À partir de là, tout pour lui, tourne autour de la recherche de son histoire et de celle des siens. Après un baccalauréat en candidat libre, il rejoint la faculté des Lettres et l’École Normale supérieure. Mohamed Chafiq se souvient : "Il faisait partie des étudiants qui apostrophaient le plus leurs professeurs sur la vraie histoire du Maroc" (cf. Le monde amazigh). En parallèle, l’homme écrit. Beaucoup. Des articles sur l’amazighité du Maroc, sur l’histoire du pays, qu’il revoit et corrige : "C’est lui qui m’a encouragé à lire les grands auteurs de l’Antiquité, à me pencher sur l’histoire du Maghreb, celle d’avant Moulay Idriss, celle qu’on n’enseigne pas", raconte Brahim Aqdim.
À Paris, il rejoint l’École pratique des hautes études et l’enseignement du berbère de Lionel Galand à Langues O. Au Maroc, pays "arabe", l’amazighité est encore à l’époque un grand tabou et tous ceux qui revendiquent la berbérité du pays sont taxés de "sécessionnistes". Pourtant, de retour au Maroc, où il est enseignant d’histoire à la fac, Azayku publie des articles sur les organes arabophones La voix du Sud ou sur Al Kalima, portant sur l’importance de la culture populaire que les pays tiers-mondistes continuent de taire et d’ignorer : "Azayku est le premier théoricien de la culture amazighe. Ses écrits, même ceux qui datent du milieu des années 60, continuent à influencer les jeunes générations de militants", précise Brahim Aqdim. L’Amrec (Association marocaine de recherches et d’échanges culturels) est créée et Ali Sedki Azayku en est alors l’un des piliers, jusqu’en 1967, quand il monte avec Ahmed Chafiq une autre association culturelle, "Amazigh" : "Il a quitté l’Amrec parce qu’il était convaincu que le militantisme culturel ne suffisait pas, qu’il fallait passer à l’étape supérieure. Aussi, l’association Amazigh était-elle plus politique, plus audacieuse, et revendiquait la reconnaissance de la culture amazighe et l’enseignement du tamazight", raconte Ahmed Assid.

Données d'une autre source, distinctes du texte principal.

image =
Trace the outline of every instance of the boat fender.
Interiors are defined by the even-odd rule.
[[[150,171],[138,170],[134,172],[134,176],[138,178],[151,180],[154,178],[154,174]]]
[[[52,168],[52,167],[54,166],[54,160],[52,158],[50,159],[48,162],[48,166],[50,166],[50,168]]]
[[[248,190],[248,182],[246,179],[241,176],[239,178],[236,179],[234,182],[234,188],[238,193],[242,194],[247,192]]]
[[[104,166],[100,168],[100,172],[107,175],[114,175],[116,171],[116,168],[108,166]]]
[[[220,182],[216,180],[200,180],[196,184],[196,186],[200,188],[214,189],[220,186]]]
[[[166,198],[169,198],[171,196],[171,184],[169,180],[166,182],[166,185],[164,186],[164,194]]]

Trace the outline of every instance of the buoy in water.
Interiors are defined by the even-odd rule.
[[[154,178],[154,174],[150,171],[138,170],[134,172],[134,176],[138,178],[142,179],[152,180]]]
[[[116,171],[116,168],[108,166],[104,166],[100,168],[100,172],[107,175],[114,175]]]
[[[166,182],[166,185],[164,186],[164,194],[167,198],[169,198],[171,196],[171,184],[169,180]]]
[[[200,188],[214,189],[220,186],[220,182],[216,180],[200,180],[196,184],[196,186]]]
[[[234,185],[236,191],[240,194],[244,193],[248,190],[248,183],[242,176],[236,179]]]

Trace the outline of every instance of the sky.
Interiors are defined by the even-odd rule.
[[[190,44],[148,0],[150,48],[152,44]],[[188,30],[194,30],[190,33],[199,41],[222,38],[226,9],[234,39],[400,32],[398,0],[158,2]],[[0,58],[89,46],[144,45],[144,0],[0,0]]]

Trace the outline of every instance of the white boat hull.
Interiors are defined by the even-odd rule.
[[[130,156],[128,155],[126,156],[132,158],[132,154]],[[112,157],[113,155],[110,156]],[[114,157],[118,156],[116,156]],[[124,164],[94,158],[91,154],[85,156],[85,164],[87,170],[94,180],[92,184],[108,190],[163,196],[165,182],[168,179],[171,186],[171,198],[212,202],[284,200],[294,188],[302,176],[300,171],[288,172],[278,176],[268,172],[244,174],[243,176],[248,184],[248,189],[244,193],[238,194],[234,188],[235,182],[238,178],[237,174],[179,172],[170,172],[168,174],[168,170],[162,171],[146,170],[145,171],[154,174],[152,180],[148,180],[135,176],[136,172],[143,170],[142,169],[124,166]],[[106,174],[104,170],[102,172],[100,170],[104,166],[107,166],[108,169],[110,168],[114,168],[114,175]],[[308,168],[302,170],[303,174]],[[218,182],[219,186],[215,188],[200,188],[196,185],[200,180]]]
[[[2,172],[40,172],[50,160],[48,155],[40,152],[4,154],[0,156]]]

Arrive l’année 1982. Dans l’une des éditions de la revue Amazigh, Azayku publie l’article intitulé : "Pour une véritable approche de notre culture nationale", où il écrit entre autres, que la culture et la langue amazighe ont été opprimées et qu’elles devraient retrouver la place qui leur est due. La suite, Tilila, sa fille, la raconte : "Ils sont venus le chercher à la maison. Pendant 18 jours, personne ne savait où il était". Azayku est arrêté et envoyé à Laâlou, ancienne prison de Rabat. Son procès, sa fille et ses proches s’en souviennent : "Son avocate est venue lui transmettre un message, celui de revenir sur ses propos. Il a refusé", raconte Tilila. L’année 82/83, Ali Sedki Azayku la passera en prison, devenant ainsi le premier détenu politique militant berbère.
La détention de Azayku ne sera pas sans conséquences sur le mouvement amazigh : "Son emprisonnement sera l’élément déclencheur d’une prise de conscience dans le milieu des intellectuels amazighs et beaucoup d’association sont nées à ce moment-là", rappelle Brahim Aqdim. Sorti de prison, Azayku est fragilisé. Ses amis les plus proches interviennent pour qu’il reprenne son poste d’enseignant universitaire. Et les choses reprendront leur cours. Militant berbère il était, militant berbère il restera. Il continue à publier des articles sur la culture amazighe, et à écrire des poèmes. En 1984 sort Timitar (signes) : "C’était son premier recueil de poésie. En plus d’être un grand historien, Azayku était aussi un grand poète. C’est le premier qui a modernisé la poésie berbère, en renouvelant sa construction, en y introduisant un nouveau lexique, des symboles de la culture amazighe et des éléments de l’histoire de cette culture. Par ailleurs, Azayku a traité des thèmes nouveaux, comme l’identité et la langue berbères", explique Ahmed Assid. Plus tard, en 1995, sera publié Izmoulen (cicatrices), entièrement écrit en prison : "Sa poésie a quelque chose de tragique, de triste, de véritablement profond et à la fois révolté", commente le chercheur qui a consacré une étude aux écrits d’Azayku.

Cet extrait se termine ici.